No segundo vídeo da série ‘Cabeças’, vemos a parte superior do corpo de Renato Pera derretendo. O episódio ‘Derretida’ é seguido de texto do artista, que você pode ler abaixo!
A lógica falha, o corpo é estraçalhado, os objetos são animados. O suspense produz um vazio sufocante. O vazio é seguido pelo susto. O susto é uma presença insuportável, tão insuportável que é preciso fechar os olhos, apertar o maxilar, ranger os dentes, gritar, cerrar os punhos, roer unhas e cutículas. Contração muscular, tensão, encolhimento, tremor, recuo, entorpecimento, calafrio, frio na espinha, paralisia, estremecimento, grito involuntário, aceleração ou diminuição dos batimentos cardíacos, respiração ofegante ou lenta, contração ou dilatação dos vasos sanguíneos, constipação, diarreia, imobilização, catalepsia, pânico, convulsão, espasmos, gemido, choro, insônia, taquicardia, paranoia, náusea, repulsa, nojo, medo, aversão, escatologia, abjeção, ameaça, pavor, horror, terror. Cadáver. Tudo aquilo que é intolerável e deve ser reprimido, afastado da vista. Sem maquiagem ou máscaras, dejetos e cadáveres exibem o que permanentemente é reprimido para que se possa viver, até que, de perda em perda, o corpo cai para além da borda. A morte infectando a vida. Talvez não exista diferença entre se fazer de morto e estar morto de fato. Aprende-se a viver com o próprio cadáver. Um morto-vivo até pode ser a representação perfeita do sujeito hipnotizado pelas telas lisas e brilhantes, cores saturadas e superfícies sedutoras, seu erotismo inorgânico delicioso e pulsante. Mas eu gosto de pensar que os mortos-vivos são, também, representações da urgência da carne (podre, crua) e da fome incontrolável, do sangue jorrando, da merda, do sexo, daquilo que pode ter o potencial de manchar toda essa fluidez nauseante.
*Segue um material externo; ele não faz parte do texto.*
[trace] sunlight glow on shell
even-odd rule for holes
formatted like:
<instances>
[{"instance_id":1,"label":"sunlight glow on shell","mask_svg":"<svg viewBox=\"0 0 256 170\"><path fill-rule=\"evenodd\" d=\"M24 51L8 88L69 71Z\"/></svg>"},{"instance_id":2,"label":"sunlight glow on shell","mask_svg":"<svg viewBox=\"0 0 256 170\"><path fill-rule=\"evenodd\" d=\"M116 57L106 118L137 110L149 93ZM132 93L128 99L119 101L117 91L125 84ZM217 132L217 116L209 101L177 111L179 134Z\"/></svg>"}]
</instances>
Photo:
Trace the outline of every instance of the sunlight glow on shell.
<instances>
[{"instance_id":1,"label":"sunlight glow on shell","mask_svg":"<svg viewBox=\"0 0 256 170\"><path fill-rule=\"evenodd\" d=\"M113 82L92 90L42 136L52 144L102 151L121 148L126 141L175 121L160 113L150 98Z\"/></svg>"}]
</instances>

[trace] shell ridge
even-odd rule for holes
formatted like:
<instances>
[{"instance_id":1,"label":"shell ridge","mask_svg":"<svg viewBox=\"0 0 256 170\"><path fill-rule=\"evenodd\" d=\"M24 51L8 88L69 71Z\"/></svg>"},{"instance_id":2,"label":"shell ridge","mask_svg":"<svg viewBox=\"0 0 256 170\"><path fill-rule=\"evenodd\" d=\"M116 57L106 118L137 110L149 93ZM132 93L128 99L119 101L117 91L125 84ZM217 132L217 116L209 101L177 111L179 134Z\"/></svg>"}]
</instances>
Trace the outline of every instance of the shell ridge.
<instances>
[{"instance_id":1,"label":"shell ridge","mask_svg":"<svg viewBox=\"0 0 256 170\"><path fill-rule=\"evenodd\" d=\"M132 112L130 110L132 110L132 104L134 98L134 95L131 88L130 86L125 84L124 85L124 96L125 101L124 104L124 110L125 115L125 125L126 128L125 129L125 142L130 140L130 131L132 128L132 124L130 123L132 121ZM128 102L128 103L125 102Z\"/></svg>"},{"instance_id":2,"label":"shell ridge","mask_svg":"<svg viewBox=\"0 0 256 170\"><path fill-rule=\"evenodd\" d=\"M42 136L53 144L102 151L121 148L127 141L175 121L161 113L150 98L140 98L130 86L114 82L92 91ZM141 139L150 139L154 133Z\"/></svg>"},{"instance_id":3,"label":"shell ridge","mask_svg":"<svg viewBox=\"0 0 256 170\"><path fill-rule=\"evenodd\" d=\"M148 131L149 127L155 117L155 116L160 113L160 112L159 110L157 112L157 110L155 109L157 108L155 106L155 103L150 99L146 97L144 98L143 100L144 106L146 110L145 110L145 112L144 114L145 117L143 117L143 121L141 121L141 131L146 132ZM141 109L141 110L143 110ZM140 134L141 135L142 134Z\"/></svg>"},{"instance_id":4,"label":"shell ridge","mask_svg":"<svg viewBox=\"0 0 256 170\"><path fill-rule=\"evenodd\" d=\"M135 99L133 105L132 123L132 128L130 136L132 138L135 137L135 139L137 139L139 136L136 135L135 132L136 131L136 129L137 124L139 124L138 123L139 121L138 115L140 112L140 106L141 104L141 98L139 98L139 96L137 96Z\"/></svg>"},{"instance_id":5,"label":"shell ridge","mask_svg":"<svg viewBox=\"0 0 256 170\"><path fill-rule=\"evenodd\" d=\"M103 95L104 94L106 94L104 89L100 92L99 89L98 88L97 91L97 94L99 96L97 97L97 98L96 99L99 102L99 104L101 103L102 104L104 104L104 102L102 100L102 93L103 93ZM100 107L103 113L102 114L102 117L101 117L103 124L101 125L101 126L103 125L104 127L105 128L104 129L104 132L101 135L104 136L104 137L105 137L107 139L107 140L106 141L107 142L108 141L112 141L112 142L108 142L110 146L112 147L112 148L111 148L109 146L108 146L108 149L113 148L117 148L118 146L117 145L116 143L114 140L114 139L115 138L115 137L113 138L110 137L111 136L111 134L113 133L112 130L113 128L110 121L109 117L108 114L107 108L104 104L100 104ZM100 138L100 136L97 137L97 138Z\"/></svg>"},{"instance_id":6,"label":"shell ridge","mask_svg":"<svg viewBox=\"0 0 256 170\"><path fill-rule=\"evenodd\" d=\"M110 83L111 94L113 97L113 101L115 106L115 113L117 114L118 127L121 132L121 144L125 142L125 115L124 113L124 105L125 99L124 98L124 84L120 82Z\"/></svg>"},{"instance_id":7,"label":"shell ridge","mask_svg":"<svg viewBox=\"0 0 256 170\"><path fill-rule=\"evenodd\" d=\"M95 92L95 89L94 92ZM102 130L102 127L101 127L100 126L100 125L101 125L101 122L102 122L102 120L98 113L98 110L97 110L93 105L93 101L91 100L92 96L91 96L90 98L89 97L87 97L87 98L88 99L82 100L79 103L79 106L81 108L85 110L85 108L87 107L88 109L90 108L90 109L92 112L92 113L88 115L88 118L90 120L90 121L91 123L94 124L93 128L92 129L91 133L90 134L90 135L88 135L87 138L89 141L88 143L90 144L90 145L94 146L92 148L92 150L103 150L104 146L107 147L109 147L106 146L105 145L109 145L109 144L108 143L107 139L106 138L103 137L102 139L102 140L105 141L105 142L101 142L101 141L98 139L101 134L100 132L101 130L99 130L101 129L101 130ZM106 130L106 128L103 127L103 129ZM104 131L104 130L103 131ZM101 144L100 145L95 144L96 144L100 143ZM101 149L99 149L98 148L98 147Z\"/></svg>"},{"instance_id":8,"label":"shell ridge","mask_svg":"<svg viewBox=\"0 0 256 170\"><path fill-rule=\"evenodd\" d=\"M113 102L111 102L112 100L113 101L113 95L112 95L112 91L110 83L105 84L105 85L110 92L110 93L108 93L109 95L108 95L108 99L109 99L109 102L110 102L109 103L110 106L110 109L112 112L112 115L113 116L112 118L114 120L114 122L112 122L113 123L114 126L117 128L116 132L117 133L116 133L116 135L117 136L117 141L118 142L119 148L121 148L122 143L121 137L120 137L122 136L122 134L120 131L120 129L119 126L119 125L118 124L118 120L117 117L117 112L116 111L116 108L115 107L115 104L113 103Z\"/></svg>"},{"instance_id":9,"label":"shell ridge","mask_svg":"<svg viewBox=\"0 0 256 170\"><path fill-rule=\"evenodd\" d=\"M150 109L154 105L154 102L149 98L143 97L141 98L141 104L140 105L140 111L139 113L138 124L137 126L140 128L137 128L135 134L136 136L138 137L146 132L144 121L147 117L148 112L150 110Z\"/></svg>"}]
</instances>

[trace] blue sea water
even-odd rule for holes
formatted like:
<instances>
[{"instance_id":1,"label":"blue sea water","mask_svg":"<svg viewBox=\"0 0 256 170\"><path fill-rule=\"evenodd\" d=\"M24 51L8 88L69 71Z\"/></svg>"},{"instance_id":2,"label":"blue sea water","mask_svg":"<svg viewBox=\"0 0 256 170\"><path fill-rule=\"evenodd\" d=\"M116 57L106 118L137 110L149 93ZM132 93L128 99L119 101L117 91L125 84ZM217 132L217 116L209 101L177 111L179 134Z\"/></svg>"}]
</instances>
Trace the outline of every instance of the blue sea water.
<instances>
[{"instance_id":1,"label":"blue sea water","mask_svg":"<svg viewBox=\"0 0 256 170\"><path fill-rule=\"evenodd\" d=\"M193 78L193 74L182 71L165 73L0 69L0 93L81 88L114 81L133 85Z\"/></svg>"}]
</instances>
Renato Pera. Série Cabeças (Derretida), 2021. Fotogrametria, animação e edição: Caio Fazolin. Textos: Renato Pera.
Renato Pera
Renato Pera (São Paulo, 1984) é artista e professor universitário. Doutor, Mestre e Bacharel em Artes Visuais pela USP. Foi premiado pelo 42o Salão de Arte de Ribeirão Preto (2017), 24o Visualidade Nascente (2016) e indicado ao Prêmio PIPA (2017 e 2014). Participa de exposições individuais e coletivas, nacionais e internacionais. Seu trabalho integra coleções públicas e privadas. É representado pela Galeria Bailune Biancheri (São Paulo).